Sobrinha da poetisa Pita Amor, conta que aprendeu a língua castelhana na rua e em sua casa, onde a mulher que cuidava dela e de sua irmã lhe presenteou todo o espanhol que relegaria o seu francês natal e o inglês que aprendeu na infância.

“Aprendi espanhol na rua, escrevia espanhol horripilantemente mal até que entrei no (jornal) Excelsior, muito jovem, aos 21 anos”, no qual, segundo confessa, entre risos “punha os acentos como se usasse um saleiro, tas, tas, onde caíssem, punha acento até em Senhor”.

Pouco demorou para que o espanhol se convertesse em sua língua favorita, um idioma que segundo diz é o dos ibero-americanos, que define como “redondo, fluído e amoroso”, mas principalmente como “carinhosa” porque “envolve-nos” de forma diferente de outros idiomas que “nos mantêm a certa distância”.

Apesar de seu talento, passaram anos até que no jornalismo mexicano começaram a levá-la a sério e a deixar de lado o fato de que uma mulher não se casasse jovem e continuasse trabalhando inclusive tendo companheiro.

MULHERES MMC

“De tanta insistência minha, passaram-me à política, em México se dizia que o jornalismo era para as ‘Mulheres MMC’, ‘mientras me caso’ (enquanto não caso). Não se investia nada nelas, não lhes davam uma boa reportagem, não se levantava um dedo por elas”, critica.

Apesar da discriminação de gênero que ainda perdura, indica que o mundo do jornalismo é hoje um âmbito povoado de mulheres: já há mulheres diretoras de jornais muito importantes nas notícias”, como a diretora do jornal mexicano A Jornada, Carmen Lira, ou a apresentadora Carmen Aristegui, segundo exemplifica.

A escritora sabe bem que a presença das mulheres nas redações “diminuiu muito a corrupção”, porque, a seu ver, as pioneiras chegaram “com muito idealismo e certa ingenuidade e inocência”, algo que provocou “uma limpeza no jornalismo mexicano”.

“As mulheres fazemo-lo com maior honestidade, que é algo muito importante, e depois com maior sensibilidade, porque em minha época as causas sociais não apareciam nos jornais, estavam proscritas, diziam que uma reportagem sobre a pobreza denegria o México”, insiste.

Amiga e colega de autores como Carlos Fuentes ou Juan Rulfo, pensa que já não há vozes como as do conhecido boom latino-americano, que colocaram a literatura em espanhol em um lugar privilegiado.

“A literatura mexicana teve grandes figuras, (Otavio) Paz, (Carlos) Fuentes, Rosario Castelhanos … você sente que o México é inferior ao seu passado”, lamenta sempre crítica com a realidade de seu país, do qual elogia o seu passado cultural, marcado também pelo muralismo de Diego Rivera ou José Clemente Orozco.

PRINCESA POLONESA

Ligada às raízes indígenas, a apelidada também de “princesa polonesa” por seu passado dinástico, celebra a importância que teve o zapatismo no avanço social para as mulheres indígenas.

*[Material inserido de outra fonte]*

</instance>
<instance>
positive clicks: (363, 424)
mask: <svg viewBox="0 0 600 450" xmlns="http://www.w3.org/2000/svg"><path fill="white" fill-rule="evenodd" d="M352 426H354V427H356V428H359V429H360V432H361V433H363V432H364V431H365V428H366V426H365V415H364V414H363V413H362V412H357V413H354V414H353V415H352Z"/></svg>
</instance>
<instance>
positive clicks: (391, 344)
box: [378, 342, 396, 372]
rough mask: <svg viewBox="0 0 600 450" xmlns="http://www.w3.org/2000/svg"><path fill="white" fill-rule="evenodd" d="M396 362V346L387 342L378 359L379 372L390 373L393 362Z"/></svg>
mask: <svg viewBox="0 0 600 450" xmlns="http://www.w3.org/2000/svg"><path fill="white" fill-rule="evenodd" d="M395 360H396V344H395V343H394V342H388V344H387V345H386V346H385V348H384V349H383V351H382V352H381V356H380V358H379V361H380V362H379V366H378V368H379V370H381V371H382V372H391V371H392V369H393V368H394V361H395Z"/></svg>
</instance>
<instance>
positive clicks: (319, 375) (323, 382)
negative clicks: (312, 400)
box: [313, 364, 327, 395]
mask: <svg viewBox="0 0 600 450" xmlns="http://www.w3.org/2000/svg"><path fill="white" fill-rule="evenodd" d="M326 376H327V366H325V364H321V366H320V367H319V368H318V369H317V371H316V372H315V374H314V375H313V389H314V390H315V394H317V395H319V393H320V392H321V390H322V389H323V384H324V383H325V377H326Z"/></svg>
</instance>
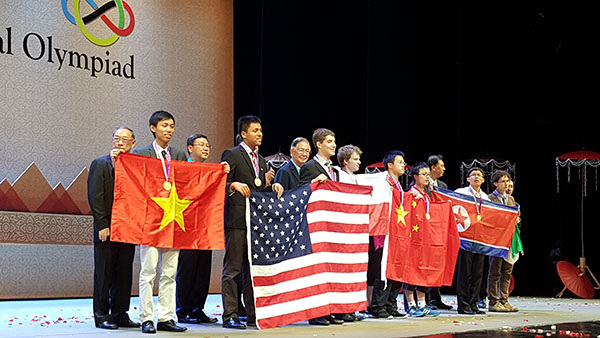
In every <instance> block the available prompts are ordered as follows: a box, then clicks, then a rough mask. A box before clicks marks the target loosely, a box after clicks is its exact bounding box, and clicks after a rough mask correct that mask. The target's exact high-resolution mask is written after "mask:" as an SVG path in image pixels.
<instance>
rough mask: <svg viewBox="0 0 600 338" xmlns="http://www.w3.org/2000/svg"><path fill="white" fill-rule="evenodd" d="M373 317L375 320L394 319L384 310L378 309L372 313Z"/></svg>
mask: <svg viewBox="0 0 600 338" xmlns="http://www.w3.org/2000/svg"><path fill="white" fill-rule="evenodd" d="M373 316H375V318H379V319H391V318H394V317H392V315H391V314H390V313H389V312H387V311H386V310H385V309H380V310H378V311H375V312H374V313H373Z"/></svg>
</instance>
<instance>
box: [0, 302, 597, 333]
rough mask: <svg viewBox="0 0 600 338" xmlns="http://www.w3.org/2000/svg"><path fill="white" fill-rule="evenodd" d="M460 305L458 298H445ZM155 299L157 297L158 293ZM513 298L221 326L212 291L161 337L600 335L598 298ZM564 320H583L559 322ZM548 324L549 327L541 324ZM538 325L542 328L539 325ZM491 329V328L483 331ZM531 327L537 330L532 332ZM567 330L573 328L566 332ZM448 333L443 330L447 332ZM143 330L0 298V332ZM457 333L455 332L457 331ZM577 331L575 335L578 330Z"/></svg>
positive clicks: (449, 302) (85, 331)
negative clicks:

“Foi uma esperança muito importante para nós, para as mulheres que só tinham filhos como espingarda de retrocesso. De repente levantaram-se e disseram, ‘queremos ter os filhos que queremos ter e podemos ter, nós queremos escolher o homem que amamos, não que escolham por nós e que nos troquem por um garrafão de aguardente’”, recita.

Casada com um astrônomo, Guillermo Haro, foi buscando Deus entre as estrelas como questionou em seus anos de educação católica: “casei-me com um cientista que tirou a venda dos meus olhos, mostrava-me o céu com o telescópio e me dizia ‘vamos ver tonta, vamos ver se você vê Deus’, e eu nunca o vi”.

“Creio nas pessoas, nas que estão aqui junto a mim, em Martina que vai fazer uma sopa deliciosa, se ela não a faz, eu não como”, continua, sempre tranquila, envolvendo todas as palavras com doçura: “então, a gente crê sempre nos outros, a gente crê nos que estão junto a nós e também nos que estão contra nós, cada um tem uma verdade, sua verdade”.